EMS licensing consists of the rights to use three products: Windows Azure Active Directory Premium, Windows Intune and Windows Azure Rights Management Services, which is a scheme for adding document security protections. The EMS subscription-based licensing will be issued on a "per-user basis," so it's not associated with specific device use. Supposedly, the new licensing will make it easier for organizations to implement bring-your-own-device types of scenarios while also enabling mobile device management capabilities by IT pros.
Windows Azure Active Directory Premium was released as a preview back in November, but it will hit "general availability" product release next month, according to a Microsoft blog post. The premium offering offers some added management controls for enterprises beyond those controls enabled through Microsoft's free Windows Azure Active Directory solution. Those additional controls include the provisioning of groups, management of SaaS-based applications and activity reporting for increased security. The Premium product also supports single sign-on to SaaS apps by end users, as well as multifactor authentication for added user verifications, plus the ability for end users to reset their passwords. Microsoft provides a service-level agreement of 99.9 percent uptime for the premium version and throws in use rights for Forefront Identity Manager.
Windows Intune is Microsoft's cloud-enabled device management product that supports various platforms, including Apple iOS, Google Android and Microsoft Windows, Windows RT and Windows Phone. It's periodically updated, including new features, with the last update occurring in January.

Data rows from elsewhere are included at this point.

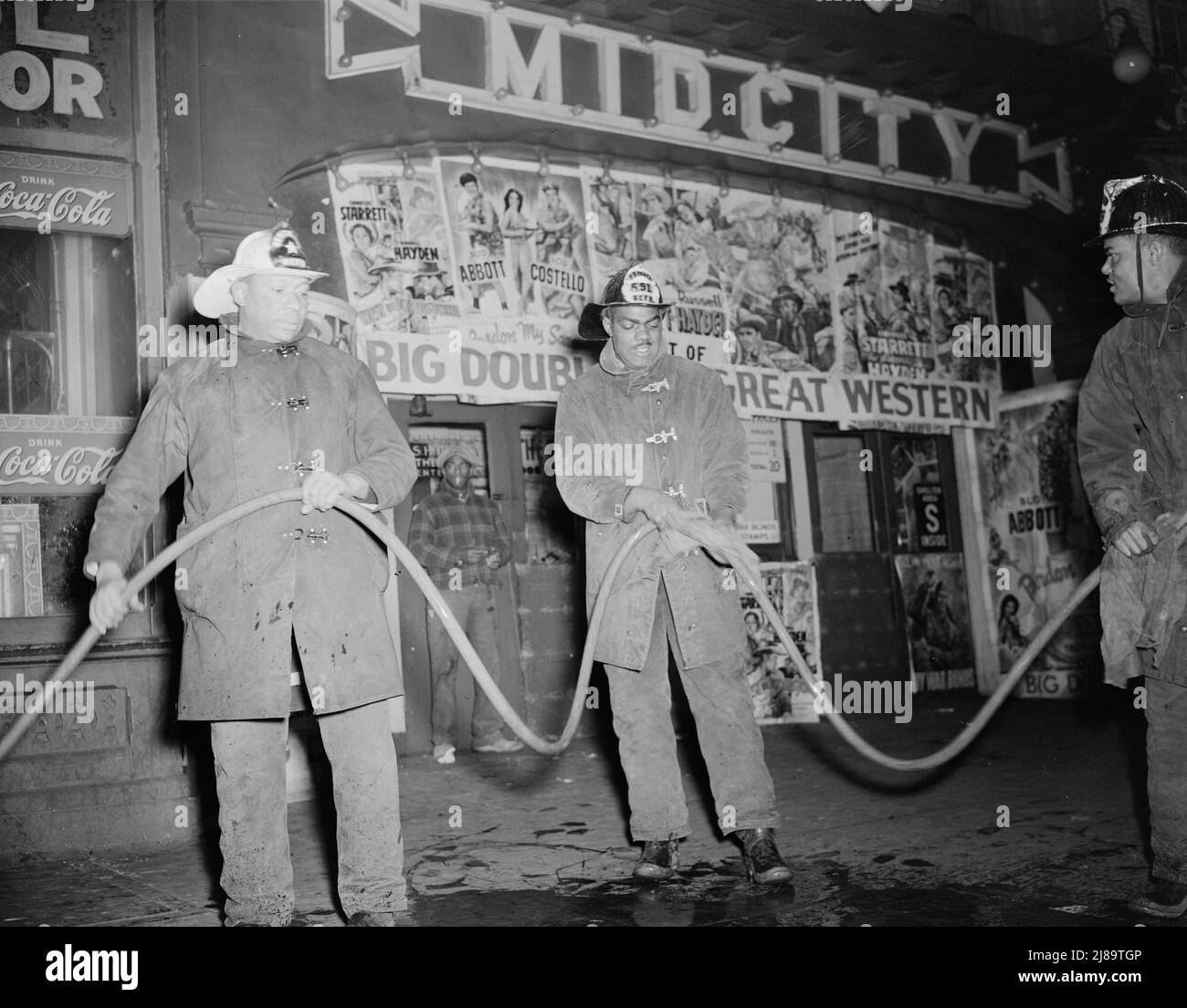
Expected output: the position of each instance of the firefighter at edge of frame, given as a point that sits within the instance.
(278, 616)
(678, 412)
(1134, 467)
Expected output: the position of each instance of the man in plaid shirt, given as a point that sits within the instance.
(459, 538)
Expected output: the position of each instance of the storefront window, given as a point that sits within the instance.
(68, 396)
(549, 522)
(68, 329)
(846, 522)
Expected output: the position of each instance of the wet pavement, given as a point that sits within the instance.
(1039, 824)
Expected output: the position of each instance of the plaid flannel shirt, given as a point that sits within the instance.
(443, 526)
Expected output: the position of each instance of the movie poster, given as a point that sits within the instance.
(463, 285)
(961, 289)
(392, 237)
(742, 263)
(937, 602)
(520, 241)
(780, 695)
(1040, 538)
(857, 278)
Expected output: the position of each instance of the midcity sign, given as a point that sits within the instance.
(688, 93)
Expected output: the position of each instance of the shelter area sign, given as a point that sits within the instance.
(561, 70)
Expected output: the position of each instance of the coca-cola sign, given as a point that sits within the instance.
(59, 455)
(63, 194)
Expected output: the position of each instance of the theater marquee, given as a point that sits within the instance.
(620, 82)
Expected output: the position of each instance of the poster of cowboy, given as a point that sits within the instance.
(392, 237)
(937, 601)
(779, 694)
(883, 324)
(961, 289)
(1040, 541)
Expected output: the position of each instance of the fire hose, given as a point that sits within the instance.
(723, 545)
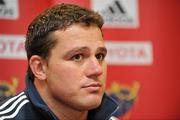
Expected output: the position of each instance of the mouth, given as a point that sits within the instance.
(93, 87)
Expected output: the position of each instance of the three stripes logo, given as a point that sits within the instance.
(10, 108)
(118, 13)
(2, 2)
(9, 9)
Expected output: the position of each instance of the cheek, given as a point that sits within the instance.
(64, 75)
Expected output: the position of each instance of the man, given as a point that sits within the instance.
(67, 71)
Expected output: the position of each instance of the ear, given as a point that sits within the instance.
(38, 67)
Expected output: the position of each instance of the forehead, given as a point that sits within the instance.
(77, 36)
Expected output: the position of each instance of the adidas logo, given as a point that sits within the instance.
(2, 2)
(115, 8)
(8, 9)
(118, 13)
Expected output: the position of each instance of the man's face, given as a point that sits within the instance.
(76, 69)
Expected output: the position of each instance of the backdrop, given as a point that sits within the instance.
(142, 37)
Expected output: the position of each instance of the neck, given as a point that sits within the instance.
(61, 110)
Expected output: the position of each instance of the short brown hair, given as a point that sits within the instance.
(58, 17)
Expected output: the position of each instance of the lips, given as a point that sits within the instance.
(93, 87)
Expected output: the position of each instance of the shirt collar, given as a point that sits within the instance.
(107, 108)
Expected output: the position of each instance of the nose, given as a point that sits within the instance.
(94, 68)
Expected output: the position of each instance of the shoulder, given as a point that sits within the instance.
(11, 107)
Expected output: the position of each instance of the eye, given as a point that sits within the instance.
(100, 56)
(77, 57)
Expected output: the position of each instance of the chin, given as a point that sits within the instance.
(91, 102)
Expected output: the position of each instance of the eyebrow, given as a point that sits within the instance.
(76, 50)
(83, 49)
(102, 49)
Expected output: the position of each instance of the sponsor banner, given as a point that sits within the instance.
(12, 47)
(118, 13)
(130, 52)
(9, 9)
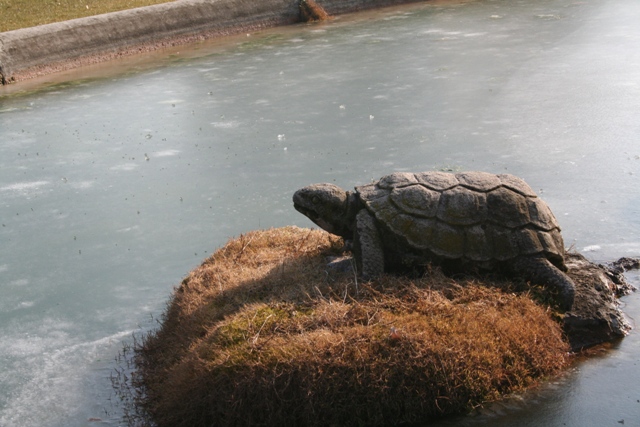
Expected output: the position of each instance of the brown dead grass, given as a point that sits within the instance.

Microsoft plans to offer Windows Azure Active Directory Premium, Windows Azure Rights Management and Windows Intune as a bundled offering for $12 per user per month. However, the EMS licensing offering will provide that same bundle at a 30 percent discount for $7.50 per user per month when it's bought by organizations through Microsoft's enterprise volume licensing, according to Microsoft's data sheet.
News about Office for iPad and the new EMS licensing option got leaked earlier in an article by veteran Microsoft reporter Mary Jo Foley.